Xuefei Ning

Xuefei Ning

Research Assistant Professor at Tsinghua University

NICS-EFC, EE Dept., Tsinghua University

Started from 2024, I’m a research assistant professor in the NICS-EFC group at the Department of Electronic Engineering, Tsinghua University. I got my B.S. and Ph.D. degrees from the department of Electronic Engineering, Tsinghua University, in 2016 and 2021, advised by Prof. Huazhong Yang and Prof. Yu Wang. I spent two years (from 2021.12 to 2023.12) as a post-doctoral researcher with and Prof. Yu Wang and Prof. Pinyan Lu.

My past research interests mainly lie in Model Compression and Neural Architecture Search (NAS). Currently, I’m co-advising ~10 graduate students. And the major focus of my team is efficient AIGC, including language models and generative models for other modalities. I serve as a reviewer for top conferences including NeurIPS, ICLR, ICML, CVPR, ICCV, ECCV, AAAI, and so on. My resume (as of 05/2023) is available here.

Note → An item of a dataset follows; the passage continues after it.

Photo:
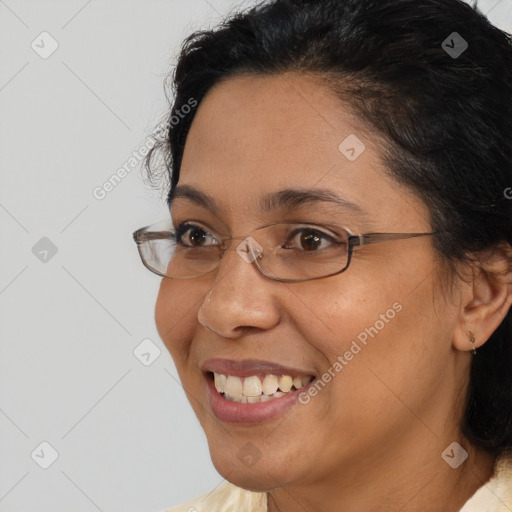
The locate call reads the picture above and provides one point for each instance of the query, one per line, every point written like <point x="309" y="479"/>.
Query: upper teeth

Our group is continuously recruiting visiting students and engineers who are interested in efficient deep learning. I’ve been instructing quite a few undergraduate, master and PhD students for their first projects, and I must say I learned a lot and get quite some experiences on how to help different students learn, improve ability, and accomplish some goals. I’m sure we can do something interesting and maybe impactful together. Email me and Prof. Yu Wang if you’re interested!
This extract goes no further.